Mon travail au CRITT : Expérimentations horticoles et innovations végétales avec Agathe

Que fait Agathe Bombail aujourd’hui ? En train de veiller sur l’un des programmes de recherche menés par le CRITT Horticole ? En pleine élaboration d’une installation d’aquaponie ? Au chevet des membranes d’étanchéité pour toitures végétalisées ? Rendez-vous avec cette ingénieure en horticulture dans la vaste serre de 3000m².

 

Agathe, vos missions sont multiples au sein du CRITT…

Je suis arrivée ici en 2018 comme chargée d’études pour développer un prototype de culture rotative pour l’agriculture urbaine puis mon poste a évolué pour m’occuper plus particulièrement de la serre expérimentale. Je travaille également au sein du Bureau d’études du CRITT.

 

Cette serre est un dispositif unique, n’est-ce pas ?

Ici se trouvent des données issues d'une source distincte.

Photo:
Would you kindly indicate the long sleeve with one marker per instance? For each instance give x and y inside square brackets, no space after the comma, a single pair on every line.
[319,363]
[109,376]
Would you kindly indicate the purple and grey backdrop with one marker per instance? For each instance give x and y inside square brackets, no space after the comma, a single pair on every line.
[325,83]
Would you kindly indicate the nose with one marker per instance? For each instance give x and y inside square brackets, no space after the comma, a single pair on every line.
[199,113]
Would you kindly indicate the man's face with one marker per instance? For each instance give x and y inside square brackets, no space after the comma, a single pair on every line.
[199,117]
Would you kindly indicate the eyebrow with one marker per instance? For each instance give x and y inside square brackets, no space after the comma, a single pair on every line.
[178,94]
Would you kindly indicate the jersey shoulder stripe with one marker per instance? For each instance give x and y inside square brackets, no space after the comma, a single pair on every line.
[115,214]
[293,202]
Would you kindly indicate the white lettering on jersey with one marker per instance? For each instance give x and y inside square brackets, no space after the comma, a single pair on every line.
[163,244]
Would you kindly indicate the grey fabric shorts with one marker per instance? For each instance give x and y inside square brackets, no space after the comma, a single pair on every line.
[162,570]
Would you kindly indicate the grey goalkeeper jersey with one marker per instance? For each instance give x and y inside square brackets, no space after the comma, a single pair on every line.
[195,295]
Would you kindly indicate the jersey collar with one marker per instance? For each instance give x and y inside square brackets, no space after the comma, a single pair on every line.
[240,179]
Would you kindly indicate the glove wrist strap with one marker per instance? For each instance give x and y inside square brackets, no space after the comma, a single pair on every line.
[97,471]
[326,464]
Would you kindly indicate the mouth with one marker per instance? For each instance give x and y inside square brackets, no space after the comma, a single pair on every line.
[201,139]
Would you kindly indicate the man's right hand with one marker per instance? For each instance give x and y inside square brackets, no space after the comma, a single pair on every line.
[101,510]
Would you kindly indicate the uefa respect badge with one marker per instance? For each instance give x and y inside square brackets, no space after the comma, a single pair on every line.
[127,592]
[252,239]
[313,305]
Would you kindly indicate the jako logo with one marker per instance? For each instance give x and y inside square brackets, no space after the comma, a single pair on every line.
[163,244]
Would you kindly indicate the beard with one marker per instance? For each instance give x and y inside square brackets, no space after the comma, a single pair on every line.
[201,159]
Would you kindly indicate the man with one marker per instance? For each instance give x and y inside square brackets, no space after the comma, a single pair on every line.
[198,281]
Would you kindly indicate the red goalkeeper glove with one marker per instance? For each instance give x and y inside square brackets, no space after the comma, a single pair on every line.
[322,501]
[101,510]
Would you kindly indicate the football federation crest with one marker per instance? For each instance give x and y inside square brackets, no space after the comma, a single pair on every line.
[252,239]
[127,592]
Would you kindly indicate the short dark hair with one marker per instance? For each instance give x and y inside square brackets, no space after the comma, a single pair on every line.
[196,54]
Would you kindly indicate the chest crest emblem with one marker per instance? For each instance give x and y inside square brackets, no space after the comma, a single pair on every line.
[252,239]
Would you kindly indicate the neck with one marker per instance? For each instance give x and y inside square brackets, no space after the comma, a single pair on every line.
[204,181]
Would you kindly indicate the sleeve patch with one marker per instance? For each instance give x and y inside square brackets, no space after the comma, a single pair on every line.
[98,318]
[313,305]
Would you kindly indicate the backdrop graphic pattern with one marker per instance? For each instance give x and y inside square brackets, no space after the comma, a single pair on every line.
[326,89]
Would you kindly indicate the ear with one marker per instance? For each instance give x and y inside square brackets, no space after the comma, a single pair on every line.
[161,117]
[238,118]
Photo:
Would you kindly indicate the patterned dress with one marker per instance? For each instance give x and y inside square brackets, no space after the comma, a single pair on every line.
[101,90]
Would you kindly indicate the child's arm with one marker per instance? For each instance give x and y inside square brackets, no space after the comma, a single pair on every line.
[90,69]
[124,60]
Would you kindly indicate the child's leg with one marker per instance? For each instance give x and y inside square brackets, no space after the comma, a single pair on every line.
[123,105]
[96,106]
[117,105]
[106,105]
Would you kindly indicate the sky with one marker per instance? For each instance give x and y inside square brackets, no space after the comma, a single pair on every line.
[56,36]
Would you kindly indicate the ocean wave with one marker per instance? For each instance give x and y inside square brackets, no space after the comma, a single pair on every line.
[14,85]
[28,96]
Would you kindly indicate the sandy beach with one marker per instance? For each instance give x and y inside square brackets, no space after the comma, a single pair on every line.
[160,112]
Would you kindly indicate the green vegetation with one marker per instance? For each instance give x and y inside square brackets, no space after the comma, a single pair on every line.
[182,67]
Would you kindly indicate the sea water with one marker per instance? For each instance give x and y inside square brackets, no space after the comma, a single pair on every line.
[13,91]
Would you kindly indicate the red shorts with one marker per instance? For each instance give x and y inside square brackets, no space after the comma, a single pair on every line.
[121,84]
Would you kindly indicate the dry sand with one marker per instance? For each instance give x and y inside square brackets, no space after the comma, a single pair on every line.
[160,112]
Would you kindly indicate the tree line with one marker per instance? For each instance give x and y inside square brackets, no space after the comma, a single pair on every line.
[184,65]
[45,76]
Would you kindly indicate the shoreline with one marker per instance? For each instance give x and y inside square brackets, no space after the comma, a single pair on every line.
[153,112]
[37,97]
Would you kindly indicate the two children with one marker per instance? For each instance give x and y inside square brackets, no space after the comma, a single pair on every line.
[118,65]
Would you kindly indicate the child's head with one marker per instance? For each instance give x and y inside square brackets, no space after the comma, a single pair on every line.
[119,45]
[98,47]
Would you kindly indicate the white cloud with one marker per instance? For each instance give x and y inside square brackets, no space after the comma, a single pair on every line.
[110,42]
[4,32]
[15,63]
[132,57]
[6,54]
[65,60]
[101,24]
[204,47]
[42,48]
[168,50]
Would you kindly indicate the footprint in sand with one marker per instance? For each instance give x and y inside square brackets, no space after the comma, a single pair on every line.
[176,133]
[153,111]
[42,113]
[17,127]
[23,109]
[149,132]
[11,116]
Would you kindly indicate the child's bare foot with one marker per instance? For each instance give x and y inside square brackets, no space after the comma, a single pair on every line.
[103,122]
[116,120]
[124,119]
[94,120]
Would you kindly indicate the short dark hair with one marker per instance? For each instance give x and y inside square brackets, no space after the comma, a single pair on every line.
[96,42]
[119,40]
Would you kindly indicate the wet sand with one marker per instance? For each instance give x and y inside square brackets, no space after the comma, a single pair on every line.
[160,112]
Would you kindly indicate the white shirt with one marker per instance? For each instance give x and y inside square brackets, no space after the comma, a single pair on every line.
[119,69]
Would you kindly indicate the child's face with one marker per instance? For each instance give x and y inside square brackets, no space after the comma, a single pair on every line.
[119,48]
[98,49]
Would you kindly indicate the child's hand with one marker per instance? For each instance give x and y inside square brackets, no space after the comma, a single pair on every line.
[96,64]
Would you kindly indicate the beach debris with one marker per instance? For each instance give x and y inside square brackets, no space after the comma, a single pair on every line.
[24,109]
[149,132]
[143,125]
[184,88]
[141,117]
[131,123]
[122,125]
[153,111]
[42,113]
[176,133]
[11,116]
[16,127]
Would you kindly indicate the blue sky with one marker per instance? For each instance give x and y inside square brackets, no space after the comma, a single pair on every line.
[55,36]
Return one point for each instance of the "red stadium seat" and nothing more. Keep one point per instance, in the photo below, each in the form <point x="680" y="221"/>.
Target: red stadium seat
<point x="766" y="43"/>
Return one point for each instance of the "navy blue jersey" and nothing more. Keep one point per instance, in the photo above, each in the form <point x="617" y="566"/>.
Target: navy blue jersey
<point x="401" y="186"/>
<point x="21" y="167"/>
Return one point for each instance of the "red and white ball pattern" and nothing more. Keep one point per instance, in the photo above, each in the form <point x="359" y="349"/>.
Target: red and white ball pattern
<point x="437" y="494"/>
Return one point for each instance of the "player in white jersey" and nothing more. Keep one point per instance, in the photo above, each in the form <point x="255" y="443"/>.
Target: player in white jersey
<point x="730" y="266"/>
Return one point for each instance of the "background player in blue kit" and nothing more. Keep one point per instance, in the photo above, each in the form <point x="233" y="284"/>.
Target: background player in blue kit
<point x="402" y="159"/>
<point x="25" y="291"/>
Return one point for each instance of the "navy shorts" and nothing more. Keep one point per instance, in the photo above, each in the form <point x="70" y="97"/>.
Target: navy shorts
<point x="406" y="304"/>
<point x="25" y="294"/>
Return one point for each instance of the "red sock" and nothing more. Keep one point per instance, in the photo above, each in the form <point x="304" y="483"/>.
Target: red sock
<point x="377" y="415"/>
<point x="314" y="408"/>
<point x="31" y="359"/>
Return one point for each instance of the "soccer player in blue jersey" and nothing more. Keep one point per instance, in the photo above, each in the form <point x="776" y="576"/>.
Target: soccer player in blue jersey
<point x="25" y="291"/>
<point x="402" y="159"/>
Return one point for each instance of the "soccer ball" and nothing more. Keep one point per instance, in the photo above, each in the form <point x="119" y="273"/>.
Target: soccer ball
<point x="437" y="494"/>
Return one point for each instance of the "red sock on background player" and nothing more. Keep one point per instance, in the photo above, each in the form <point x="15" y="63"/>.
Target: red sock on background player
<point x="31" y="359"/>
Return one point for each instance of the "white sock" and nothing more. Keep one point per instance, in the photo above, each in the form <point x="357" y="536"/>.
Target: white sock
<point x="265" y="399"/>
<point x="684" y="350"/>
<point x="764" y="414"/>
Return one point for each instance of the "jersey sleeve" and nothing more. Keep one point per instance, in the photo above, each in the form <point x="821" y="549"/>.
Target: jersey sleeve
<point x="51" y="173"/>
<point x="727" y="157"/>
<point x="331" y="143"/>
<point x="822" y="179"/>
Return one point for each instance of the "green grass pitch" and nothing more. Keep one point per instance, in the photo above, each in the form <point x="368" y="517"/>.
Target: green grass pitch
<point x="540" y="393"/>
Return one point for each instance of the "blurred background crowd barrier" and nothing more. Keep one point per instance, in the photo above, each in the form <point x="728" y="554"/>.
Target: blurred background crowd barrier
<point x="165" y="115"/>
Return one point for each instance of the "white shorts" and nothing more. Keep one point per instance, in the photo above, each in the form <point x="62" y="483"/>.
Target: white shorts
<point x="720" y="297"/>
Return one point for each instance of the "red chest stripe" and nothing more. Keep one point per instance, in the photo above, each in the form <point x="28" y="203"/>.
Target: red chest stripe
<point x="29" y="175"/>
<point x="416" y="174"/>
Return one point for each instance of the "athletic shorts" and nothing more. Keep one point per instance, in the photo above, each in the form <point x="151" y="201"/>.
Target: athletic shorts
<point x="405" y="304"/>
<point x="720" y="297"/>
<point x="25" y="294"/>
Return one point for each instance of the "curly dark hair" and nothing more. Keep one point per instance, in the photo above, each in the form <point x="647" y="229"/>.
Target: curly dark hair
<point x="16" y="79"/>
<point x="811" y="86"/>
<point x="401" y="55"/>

Absolument. Il existe d’autres plateformes expérimentales en France mais elles sont souvent dédiées à des filières spécifiques, alors qu’ici, nous menons des recherches transversales, y compris celles qui ne rentrent dans aucune catégorie ! Nos équipements permettent cette polyvalence, nous pouvons produire du chaud, du froid, faire varier la lumière, moduler les arrosages par-dessous les plantes, par-dessus ou en goutte à goutte… le tout au service de l’innovation végétale.

 

Quelles cultures étudiez-vous ?

Certaines explorations sont continues, comme nos travaux sur les membranes d’étanchéité pour les toitures végétalisées, d’autres répondent à des demandes de clients à court, moyen ou long terme. Je pense à des tests de résistance au stress hydrique que nous avons menés pendant plusieurs semaines, ou à une investigation de grande ampleur pour la filière viticole pour laquelle nous étudions les impacts sur les pieds de vigne depuis 3 ans. Et enfin, nous réalisons aussi des recherches en R&D qui nous sont propres, par exemple sur l’architecture urbaine.

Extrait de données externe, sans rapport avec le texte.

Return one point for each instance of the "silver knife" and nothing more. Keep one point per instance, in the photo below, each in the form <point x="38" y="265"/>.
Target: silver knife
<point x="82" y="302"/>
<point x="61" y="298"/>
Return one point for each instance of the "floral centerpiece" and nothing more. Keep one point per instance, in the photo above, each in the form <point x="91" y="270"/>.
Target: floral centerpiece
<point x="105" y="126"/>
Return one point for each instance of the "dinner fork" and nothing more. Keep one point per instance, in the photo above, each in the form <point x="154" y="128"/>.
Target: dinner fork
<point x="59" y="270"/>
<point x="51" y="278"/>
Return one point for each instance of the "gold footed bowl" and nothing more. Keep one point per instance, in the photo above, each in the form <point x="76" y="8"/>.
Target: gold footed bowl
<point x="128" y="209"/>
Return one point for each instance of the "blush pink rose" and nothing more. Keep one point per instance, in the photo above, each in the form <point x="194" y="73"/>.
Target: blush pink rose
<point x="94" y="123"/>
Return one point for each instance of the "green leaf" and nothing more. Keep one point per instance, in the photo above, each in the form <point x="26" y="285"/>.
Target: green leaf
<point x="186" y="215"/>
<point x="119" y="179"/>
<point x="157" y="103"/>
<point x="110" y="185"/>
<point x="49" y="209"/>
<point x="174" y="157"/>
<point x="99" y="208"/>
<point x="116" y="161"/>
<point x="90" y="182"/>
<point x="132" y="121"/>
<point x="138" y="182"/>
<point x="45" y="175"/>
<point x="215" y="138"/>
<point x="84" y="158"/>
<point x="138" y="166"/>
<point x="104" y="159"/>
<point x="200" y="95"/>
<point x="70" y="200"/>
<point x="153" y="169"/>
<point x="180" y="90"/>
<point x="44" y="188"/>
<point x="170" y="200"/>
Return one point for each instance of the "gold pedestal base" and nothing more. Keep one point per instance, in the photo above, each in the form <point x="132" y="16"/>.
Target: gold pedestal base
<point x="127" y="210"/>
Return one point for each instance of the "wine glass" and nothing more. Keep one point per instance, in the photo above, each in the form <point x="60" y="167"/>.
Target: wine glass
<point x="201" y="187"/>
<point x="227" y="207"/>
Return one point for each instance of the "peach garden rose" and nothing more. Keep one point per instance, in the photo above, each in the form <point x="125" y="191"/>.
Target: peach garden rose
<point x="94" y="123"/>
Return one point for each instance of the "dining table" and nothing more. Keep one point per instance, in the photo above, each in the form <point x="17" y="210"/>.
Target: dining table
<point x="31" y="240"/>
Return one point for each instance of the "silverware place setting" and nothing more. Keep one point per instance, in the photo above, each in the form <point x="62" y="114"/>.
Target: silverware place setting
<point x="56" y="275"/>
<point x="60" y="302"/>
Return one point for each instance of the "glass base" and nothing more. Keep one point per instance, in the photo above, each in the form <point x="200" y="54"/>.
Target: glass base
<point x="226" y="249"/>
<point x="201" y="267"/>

Dans tous les cas, je conçois les réglages pour conduire l’essai, en construisant ou non le protocole d’expérimentation selon la demande du donneur d’ordre, puis j’effectue les relevés nécessaires pour ensuite exploiter les données.

 

Y a-t-il des tests que nous ne faites pas ?

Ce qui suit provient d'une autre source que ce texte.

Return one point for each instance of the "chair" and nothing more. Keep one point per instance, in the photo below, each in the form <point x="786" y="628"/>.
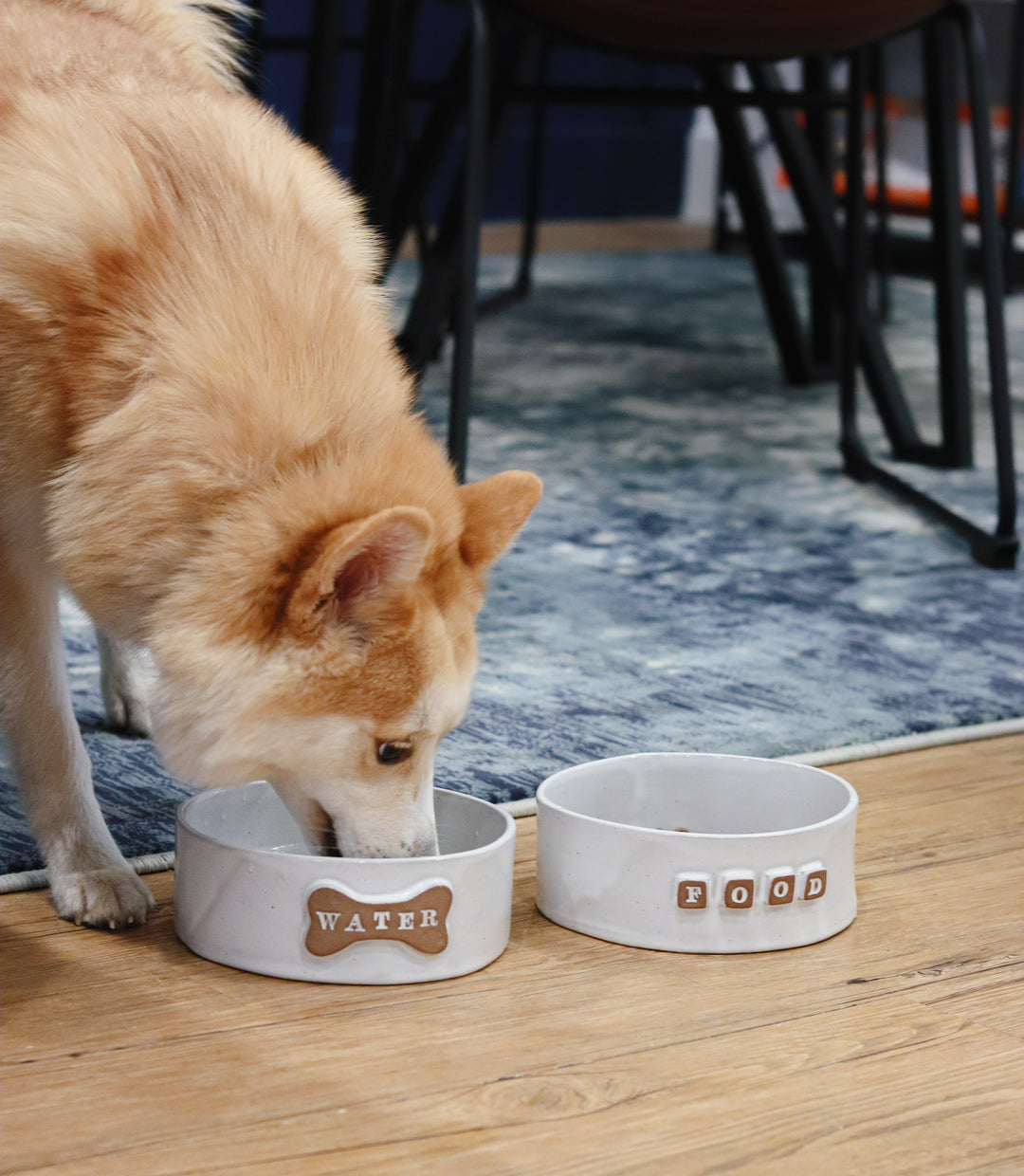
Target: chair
<point x="488" y="75"/>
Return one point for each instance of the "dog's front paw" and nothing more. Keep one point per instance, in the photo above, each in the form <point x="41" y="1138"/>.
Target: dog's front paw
<point x="125" y="682"/>
<point x="112" y="897"/>
<point x="127" y="709"/>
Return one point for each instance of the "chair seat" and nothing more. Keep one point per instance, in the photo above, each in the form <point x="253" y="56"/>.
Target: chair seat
<point x="730" y="28"/>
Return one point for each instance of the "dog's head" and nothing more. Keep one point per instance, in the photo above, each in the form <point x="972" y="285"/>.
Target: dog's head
<point x="342" y="670"/>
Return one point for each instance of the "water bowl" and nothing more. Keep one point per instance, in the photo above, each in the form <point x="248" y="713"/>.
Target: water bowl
<point x="246" y="894"/>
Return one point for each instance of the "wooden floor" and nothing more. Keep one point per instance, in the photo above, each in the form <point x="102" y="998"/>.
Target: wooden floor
<point x="895" y="1048"/>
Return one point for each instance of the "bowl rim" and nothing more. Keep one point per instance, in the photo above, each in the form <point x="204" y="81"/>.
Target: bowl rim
<point x="543" y="801"/>
<point x="275" y="855"/>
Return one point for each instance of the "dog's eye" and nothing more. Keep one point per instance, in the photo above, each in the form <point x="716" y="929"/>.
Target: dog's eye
<point x="393" y="751"/>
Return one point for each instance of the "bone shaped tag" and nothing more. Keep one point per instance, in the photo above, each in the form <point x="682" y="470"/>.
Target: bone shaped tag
<point x="338" y="920"/>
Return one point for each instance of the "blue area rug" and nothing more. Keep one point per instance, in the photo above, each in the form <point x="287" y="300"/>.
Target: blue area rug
<point x="700" y="574"/>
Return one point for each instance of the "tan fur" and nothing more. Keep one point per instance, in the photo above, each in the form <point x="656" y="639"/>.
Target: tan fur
<point x="207" y="435"/>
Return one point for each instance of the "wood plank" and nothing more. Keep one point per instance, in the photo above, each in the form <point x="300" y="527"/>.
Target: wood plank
<point x="745" y="1102"/>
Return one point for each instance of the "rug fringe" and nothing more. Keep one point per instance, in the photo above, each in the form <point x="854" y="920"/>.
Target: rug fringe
<point x="37" y="880"/>
<point x="152" y="863"/>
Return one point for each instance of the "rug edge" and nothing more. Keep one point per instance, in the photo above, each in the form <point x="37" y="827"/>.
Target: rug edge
<point x="153" y="863"/>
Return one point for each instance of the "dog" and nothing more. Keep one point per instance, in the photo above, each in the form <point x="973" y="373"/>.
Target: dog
<point x="209" y="437"/>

Oui car plusieurs cultures cohabitent en permanence au sein de la serre. Nous refusons donc tout ce qui est dispersion d’insectes ou de maladies, ce serait trop dangereux pour toutes ces plantes.

 

Et au sein du Bureau d’études, quels sujets traitez-vous ?

Difficile de répondre à cette question tellement c’est varié ! Selon les demandes, nous répartissons les thèmes entre nous. Moi je suis intervenue par exemple sur le projet vigne évoqué plus haut, j’ai mené, avec un autre collègue, des recherches bibliographiques pour concevoir le test et j’ai conduit l’essai sous serre pendant 3 ans. Je vois maintenant que le client utilise ces travaux concrètement, c’est très valorisant. Notre but est toujours de mettre au point une expérimentation, d’analyser les résultats puis de proposer des solutions efficaces.

 

Avez-vous d’autres exemples ?

Nous avons été consultés sur un projet de construction d’une serre en aquaponie, pour faire des recommandations sur les équipements intérieurs : bacs à plantes, station de fertilisation, réfléchir aux différents flux… Cela peut relever aussi de la réglementation des produits à base de plantes, je pense à une entreprise qui ne savait pas si son mélange relevait des engrais, des phytosanitaires ou du biocontrôle. Nous l’avons aidée à catégoriser son produit.

 

Parlez-nous de vos travaux sur les membranes ?

Le CRITT Horticole est agréé pour mener, les tests de résistance conformes à la norme européenne EN 13948, afin d’obtenir le marquage CE. Pour ces expériences, nous sommes sous-traitants du CSTB (Centre scientifique et technique du bâtiment). Nous répondons également aux critères plus exigeants de la norme allemande FLL. Les industriels inventent sans cesse de nouvelles membranes utilisées dans les toitures végétalisées. Ils nous confient leurs innovations pour que l’on éprouve leur étanchéité. Nous les malmenons avec des Pyracanthas, qui sont dotés d’un système racinaire redoutable ! Tous les 6 mois, nous soulevons les bacs d’études, pour observer si les racines des Pyrancanthas ont réussi ou pas à percer le dispositif d’étanchéité. Si tout est normal au bout de 2 ans, la membrane sera homologuée.

 

Interview réalisée par Claire Goutine et mise en image par Franck Prével.